How Could The Doctor Be So Stupid?

This is the first of two “horror stories” a colleague wrote for me(a  stalwart fellow, who doesn’t tolerate fools gladly – but who is coy enough not to want to be identified).


50s something man with non-life threatening chronic shoulder pain presents to MWH & is admitted with "altered mental status, falling, trouble breathing".  He is taking Opana (a long acting morphine preparation) & Methadone (both Schedule II drugs), Diazepam, Restoril, & a third benzodiazepine (all Schedule III or IV drugs*).  Each of the 5 drugs alone might be the cause of all his presenting complaints, but the combination of all 5 would have to be considered as a primary cause for his symptoms.  At discharge, his Opana dose was left unchanged, his Methadone dose was actually increased!, his Diazepam dose was increased, his Restoril was unchanged, and the third benzodiazepine was discontinued.

Error #1 - "altered mental status" is too non-specific, & an adequately trained health professional should know to differentiate it further.

Error #2 - In the Discharge Summary, NO justification whatsoever was given for raising the doses of Methadone and Diazepam.

Error #3 - There was no discussion in either admitting H&P or Discharge Summary that at any time his treating physicians considered that his medications might have been the cause of "altered mental status", falling, trouble breathing.

Error #4 - there was no suggestion that his physicians considered a need to decrease the dosage & number of his scheduled drugs.

His obituary was subsequently noted the following year - no cause of death given.
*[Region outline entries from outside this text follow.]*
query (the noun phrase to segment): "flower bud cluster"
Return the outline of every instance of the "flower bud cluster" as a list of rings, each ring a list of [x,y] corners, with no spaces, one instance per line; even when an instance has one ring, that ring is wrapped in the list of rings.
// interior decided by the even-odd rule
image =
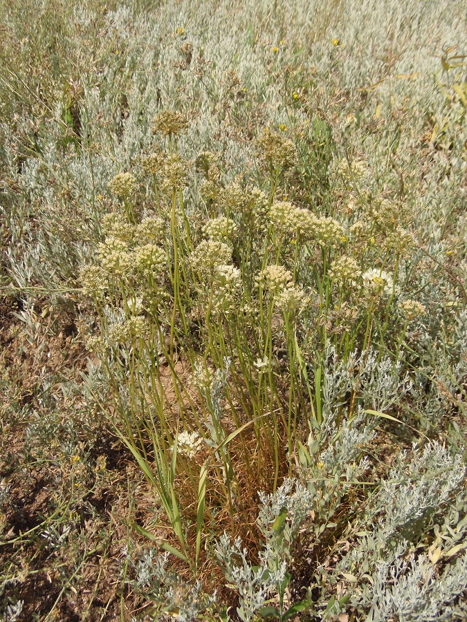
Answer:
[[[394,288],[392,277],[378,268],[372,268],[362,274],[363,287],[371,296],[391,296]]]
[[[162,272],[167,263],[165,252],[151,243],[136,247],[133,257],[136,270],[146,276]]]
[[[241,274],[233,265],[219,265],[214,274],[212,309],[232,311],[241,292]]]
[[[408,321],[426,313],[426,309],[423,305],[416,300],[404,300],[401,303],[400,306]]]
[[[147,331],[147,323],[142,315],[132,315],[129,319],[116,322],[109,329],[106,346],[116,347],[127,343],[132,339],[144,337]]]
[[[118,198],[127,198],[136,184],[136,180],[131,173],[119,173],[109,182],[109,189]]]
[[[107,273],[100,265],[84,265],[80,270],[80,281],[84,293],[100,296],[109,289]]]
[[[355,287],[362,272],[358,264],[352,257],[342,256],[333,262],[329,276],[338,285],[353,285]]]
[[[125,276],[131,269],[131,256],[128,246],[118,238],[106,238],[99,245],[100,263],[107,272],[116,276]]]
[[[303,309],[307,300],[308,296],[303,290],[289,284],[277,294],[275,304],[284,313],[295,312]]]
[[[163,168],[163,179],[161,188],[165,191],[174,188],[179,190],[188,183],[190,162],[181,158],[175,157],[165,162]]]
[[[298,160],[298,152],[293,142],[271,128],[263,130],[256,145],[258,156],[275,169],[288,168]]]
[[[230,247],[216,240],[204,240],[190,256],[193,270],[205,278],[211,276],[219,266],[230,263],[231,261]]]
[[[185,115],[173,110],[164,110],[158,115],[156,115],[151,129],[154,134],[179,136],[187,127],[188,120]]]
[[[283,265],[268,265],[259,272],[255,280],[259,288],[276,294],[292,282],[292,274]]]
[[[176,451],[181,455],[193,460],[202,451],[203,446],[204,440],[197,432],[181,432],[178,434]]]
* Scheduled drugs are those deemed by the FDA and the Controlled Substances Act to be ones with abuse potential, but whose beneficial affects justify there being used in some situations, and with caution.



So this is one of those “how can the doctor be so stupid?" Type stories. But it also highlights some deficiencies of the system:


Diagnosis is absolutely fundamental to proper management and requires careful consideration and weighing of the evidence. But anyone who has to review hospital records is aware, very often the diagnosis is nothing more than some condition that will justify an admission and allow it to be billed, which means it merely has to be a valid ICD code. So the diagnosis that the patient is given is often not anything that contributes to what’s actually going on.
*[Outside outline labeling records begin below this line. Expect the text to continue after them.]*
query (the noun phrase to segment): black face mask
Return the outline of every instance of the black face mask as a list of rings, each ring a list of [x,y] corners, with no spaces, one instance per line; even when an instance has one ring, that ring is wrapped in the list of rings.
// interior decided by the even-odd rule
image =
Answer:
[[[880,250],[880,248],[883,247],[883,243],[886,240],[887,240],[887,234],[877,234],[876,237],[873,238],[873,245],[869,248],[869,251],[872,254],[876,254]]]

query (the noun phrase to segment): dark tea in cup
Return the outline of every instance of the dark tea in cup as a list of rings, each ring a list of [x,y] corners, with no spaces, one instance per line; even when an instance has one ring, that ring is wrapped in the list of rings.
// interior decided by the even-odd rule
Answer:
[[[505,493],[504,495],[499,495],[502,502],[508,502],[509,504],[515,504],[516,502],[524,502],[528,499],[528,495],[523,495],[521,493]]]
Communication between various doctors/providers looking after a patient is essential. The primary care doctor, receiving a patient like this back into his or her practice, needs to know not just the potted diagnosis (“altered mental status” – R41.82), but what lead to that conclusion. And certainly one would want to know why on earth the dose of the kind of medicine that likely caused the problem in the first place was increased.
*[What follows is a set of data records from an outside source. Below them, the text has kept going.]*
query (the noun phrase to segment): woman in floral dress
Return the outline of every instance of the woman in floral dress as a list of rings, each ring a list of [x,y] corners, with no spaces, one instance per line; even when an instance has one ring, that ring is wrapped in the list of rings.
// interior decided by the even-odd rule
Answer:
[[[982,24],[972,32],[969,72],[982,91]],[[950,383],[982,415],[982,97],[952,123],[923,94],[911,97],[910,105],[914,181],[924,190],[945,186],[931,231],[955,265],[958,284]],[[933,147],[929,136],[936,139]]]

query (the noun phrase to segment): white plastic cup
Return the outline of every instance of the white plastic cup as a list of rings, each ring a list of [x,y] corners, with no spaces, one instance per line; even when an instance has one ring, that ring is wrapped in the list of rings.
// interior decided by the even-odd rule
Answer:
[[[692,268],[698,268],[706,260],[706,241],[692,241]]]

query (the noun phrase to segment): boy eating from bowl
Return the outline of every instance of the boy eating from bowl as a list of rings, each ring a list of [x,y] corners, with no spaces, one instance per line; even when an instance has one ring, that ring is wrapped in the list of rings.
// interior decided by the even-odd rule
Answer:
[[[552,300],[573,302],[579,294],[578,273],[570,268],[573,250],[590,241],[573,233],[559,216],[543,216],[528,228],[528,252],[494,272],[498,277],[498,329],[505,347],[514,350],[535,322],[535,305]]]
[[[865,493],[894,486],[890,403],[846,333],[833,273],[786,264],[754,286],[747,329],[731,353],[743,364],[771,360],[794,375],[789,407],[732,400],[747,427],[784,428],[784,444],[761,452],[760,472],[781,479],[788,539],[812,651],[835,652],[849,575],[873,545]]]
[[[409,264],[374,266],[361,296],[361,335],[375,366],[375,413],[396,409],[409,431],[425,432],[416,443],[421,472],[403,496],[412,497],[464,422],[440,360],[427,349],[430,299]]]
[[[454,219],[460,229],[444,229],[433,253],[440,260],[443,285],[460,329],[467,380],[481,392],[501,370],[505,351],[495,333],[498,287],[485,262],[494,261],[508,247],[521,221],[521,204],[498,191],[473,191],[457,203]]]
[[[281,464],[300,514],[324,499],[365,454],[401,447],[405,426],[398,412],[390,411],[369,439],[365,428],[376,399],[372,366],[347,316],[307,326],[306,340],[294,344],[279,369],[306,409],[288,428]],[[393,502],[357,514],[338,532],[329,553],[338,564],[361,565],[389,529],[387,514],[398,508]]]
Communication between doctors is meant to be improved by electronic medical records. But in some ways, EMR has made things worse. It’s an innovation that should, and likely will, improve communication in the long run, but they way it is now it’s all too easy to put in massive amounts of completely irrelevant information about the patient’s history and exam – which allows one to “up-code” and charge more.

But then any doctor/provider who is the recipient of such a record can’t see the wood for the trees.

Incidentally, drolly noting that this guy’s obituary appeared in the paper the following year suggests that maybe his overall care wasn’t all that it might have been.


At the risk of sounding like a broken record, the safeguard against these deficiencies of the system is to be medically emancipated. Be alert, involved and informed – that’s what Managing Your Doctor is all about.